Apply computational algorithms to ensure anomalous metric values are not a source of false positives

Traditional approaches to monitoring that employ static thresholds are now well acknowledged to be a significant source of alert noise. This is due in large part to the fact that monitoring data is inherently noisy with anomalous values regularly exceeding fixed threshold values even though no actual underlying problem or issue exists. More sophisticated methods of addressing this problem have emerged over the years that leverage statistical techniques to deal with an inherently noisy process.

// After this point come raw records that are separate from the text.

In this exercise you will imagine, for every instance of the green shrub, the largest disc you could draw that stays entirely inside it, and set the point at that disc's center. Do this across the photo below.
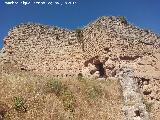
(19, 104)
(123, 19)
(148, 106)
(63, 93)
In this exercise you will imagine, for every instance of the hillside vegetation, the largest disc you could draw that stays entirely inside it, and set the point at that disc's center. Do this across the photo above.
(26, 96)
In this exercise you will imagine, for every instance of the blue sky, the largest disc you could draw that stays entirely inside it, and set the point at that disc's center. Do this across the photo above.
(142, 13)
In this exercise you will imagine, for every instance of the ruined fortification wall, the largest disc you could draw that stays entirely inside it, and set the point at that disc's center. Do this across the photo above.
(110, 36)
(43, 49)
(59, 51)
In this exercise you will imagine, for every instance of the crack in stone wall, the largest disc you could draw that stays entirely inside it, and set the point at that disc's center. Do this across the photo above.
(134, 108)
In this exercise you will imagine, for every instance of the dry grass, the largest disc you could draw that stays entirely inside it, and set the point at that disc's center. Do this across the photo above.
(73, 99)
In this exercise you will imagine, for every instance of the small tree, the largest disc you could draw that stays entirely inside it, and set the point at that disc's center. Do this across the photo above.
(79, 35)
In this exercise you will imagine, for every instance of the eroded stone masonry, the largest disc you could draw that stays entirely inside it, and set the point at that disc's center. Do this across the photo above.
(98, 50)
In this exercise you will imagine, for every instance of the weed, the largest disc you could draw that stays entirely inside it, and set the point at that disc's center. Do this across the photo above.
(56, 87)
(68, 100)
(148, 106)
(19, 104)
(94, 92)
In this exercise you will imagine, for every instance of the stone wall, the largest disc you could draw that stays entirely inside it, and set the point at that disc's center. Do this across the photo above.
(46, 49)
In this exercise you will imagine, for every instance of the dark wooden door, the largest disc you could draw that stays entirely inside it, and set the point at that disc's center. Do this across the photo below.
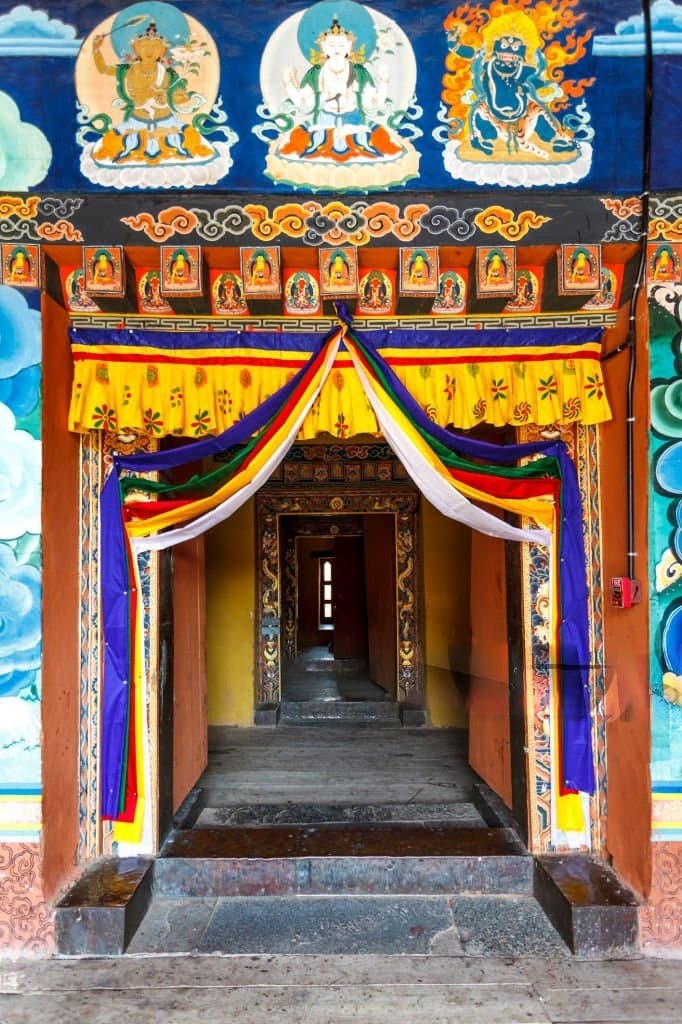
(350, 606)
(380, 580)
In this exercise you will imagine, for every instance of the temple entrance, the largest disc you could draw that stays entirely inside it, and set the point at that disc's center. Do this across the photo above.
(339, 573)
(343, 642)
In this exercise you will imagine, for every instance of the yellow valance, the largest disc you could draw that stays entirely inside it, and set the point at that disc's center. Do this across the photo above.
(160, 384)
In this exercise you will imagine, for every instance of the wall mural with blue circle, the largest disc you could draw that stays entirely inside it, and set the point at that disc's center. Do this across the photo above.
(336, 96)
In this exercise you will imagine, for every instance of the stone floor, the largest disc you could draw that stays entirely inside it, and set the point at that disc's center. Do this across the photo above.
(316, 675)
(301, 989)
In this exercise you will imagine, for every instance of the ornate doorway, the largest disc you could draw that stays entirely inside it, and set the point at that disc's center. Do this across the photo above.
(354, 481)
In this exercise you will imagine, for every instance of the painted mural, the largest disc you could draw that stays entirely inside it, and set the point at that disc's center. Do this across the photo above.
(148, 108)
(666, 555)
(513, 115)
(335, 96)
(20, 642)
(343, 112)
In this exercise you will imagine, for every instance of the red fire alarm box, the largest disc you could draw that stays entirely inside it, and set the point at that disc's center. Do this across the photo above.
(625, 592)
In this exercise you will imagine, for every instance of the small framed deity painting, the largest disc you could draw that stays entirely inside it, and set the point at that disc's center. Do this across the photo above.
(451, 299)
(76, 299)
(580, 269)
(20, 265)
(227, 298)
(338, 272)
(181, 270)
(103, 267)
(301, 293)
(496, 271)
(528, 291)
(150, 297)
(419, 270)
(261, 271)
(664, 262)
(376, 293)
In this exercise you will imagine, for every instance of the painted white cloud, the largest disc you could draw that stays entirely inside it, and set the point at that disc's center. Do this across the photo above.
(19, 479)
(19, 333)
(628, 39)
(25, 153)
(25, 32)
(19, 723)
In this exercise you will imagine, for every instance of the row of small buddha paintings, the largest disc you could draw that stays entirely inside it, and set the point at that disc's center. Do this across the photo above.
(377, 292)
(340, 273)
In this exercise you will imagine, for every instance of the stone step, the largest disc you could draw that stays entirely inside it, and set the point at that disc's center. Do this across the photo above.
(387, 858)
(347, 665)
(340, 889)
(377, 713)
(460, 814)
(477, 926)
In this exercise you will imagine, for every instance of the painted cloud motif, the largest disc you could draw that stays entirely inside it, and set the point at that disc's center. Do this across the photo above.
(19, 479)
(19, 333)
(629, 39)
(25, 32)
(25, 153)
(19, 615)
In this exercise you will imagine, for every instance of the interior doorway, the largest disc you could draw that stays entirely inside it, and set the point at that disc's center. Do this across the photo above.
(340, 607)
(366, 543)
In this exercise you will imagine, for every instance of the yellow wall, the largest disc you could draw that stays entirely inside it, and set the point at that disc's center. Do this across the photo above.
(230, 592)
(445, 548)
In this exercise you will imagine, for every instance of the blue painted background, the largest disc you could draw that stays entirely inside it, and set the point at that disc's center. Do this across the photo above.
(43, 89)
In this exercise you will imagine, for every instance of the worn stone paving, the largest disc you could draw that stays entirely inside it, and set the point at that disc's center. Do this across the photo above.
(300, 989)
(477, 926)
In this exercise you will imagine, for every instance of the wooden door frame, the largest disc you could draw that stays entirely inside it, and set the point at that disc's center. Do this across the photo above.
(270, 505)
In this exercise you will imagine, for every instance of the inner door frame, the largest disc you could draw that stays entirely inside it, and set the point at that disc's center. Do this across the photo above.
(402, 503)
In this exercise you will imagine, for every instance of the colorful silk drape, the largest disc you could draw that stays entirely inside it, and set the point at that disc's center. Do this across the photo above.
(198, 384)
(452, 471)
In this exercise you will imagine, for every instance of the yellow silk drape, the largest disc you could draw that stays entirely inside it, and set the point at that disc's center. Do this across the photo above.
(192, 395)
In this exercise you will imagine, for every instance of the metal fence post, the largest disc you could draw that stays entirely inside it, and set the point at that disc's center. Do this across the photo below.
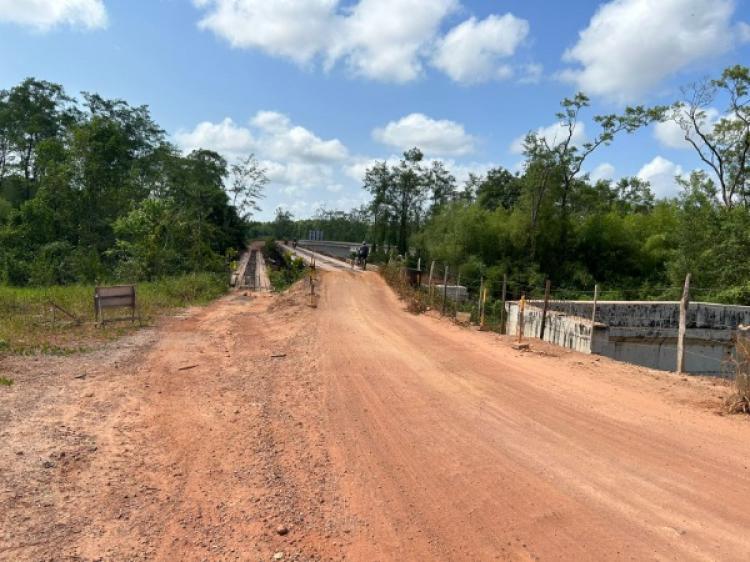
(544, 310)
(684, 302)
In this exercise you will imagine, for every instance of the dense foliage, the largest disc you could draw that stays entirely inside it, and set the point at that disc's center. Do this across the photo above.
(90, 189)
(551, 221)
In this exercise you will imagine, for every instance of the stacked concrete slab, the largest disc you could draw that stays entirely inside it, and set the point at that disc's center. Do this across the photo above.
(644, 333)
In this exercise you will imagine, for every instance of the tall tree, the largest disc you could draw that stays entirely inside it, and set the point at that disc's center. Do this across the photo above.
(722, 144)
(247, 180)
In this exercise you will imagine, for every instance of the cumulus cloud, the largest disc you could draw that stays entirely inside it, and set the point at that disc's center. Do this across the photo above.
(474, 51)
(604, 171)
(297, 30)
(225, 137)
(295, 158)
(554, 135)
(281, 140)
(671, 135)
(383, 39)
(531, 73)
(43, 15)
(630, 46)
(660, 173)
(387, 40)
(432, 136)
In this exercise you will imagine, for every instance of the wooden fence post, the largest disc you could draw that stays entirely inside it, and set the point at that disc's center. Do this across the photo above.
(479, 300)
(503, 314)
(445, 289)
(429, 283)
(455, 293)
(683, 325)
(544, 310)
(483, 306)
(593, 309)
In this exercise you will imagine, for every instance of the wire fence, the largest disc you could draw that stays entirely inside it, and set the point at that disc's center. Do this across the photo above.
(659, 331)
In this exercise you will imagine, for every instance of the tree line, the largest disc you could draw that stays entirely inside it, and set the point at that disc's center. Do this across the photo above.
(91, 189)
(552, 221)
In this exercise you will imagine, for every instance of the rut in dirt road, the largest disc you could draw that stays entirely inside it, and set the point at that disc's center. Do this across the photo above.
(362, 432)
(459, 448)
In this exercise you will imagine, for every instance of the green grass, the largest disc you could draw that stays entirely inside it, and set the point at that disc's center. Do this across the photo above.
(26, 320)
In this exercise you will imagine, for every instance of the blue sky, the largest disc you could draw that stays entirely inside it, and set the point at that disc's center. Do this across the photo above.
(318, 89)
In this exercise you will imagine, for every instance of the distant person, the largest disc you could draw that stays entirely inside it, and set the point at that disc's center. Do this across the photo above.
(364, 251)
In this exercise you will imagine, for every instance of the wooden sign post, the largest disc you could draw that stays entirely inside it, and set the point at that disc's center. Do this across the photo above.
(118, 296)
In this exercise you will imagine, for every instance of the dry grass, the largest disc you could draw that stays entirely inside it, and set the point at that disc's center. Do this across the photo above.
(28, 323)
(739, 402)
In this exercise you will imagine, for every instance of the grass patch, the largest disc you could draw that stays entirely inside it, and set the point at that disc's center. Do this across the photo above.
(28, 326)
(284, 269)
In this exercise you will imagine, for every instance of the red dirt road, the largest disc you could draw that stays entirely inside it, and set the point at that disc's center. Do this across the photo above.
(374, 435)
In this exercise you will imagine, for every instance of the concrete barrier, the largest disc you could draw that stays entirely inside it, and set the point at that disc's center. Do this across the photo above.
(643, 333)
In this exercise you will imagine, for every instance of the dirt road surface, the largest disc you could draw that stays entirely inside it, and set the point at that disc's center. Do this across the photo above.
(261, 429)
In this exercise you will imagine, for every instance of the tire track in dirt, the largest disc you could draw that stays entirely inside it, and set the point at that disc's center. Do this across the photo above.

NetSpyGlass was designed with an appreciation of the importance of an intelligent alerting system that is capable of leveraging a variety of computational algorithms to reduce the alert noise that leads to excessive false positive alerts. Because NetSpyGlass is a fully-programmable platform, users may implement custom computational algorithms or use any of those available with NetSpyGlass out of the box:

  • DBSCAN to recognize clustering and outlier characteristics in the values of monitoring data
  • Moving Average to recognize slowly trending characteristics in the values of monitoring data
  • Standard Deviation to recognize when the mean value of monitoring data moves outside preset range

With NetSpyGlass, there is no limit to the level of sophistication in computationally ensuring that inherently noisy monitoring data does not become a source of false positive alerts.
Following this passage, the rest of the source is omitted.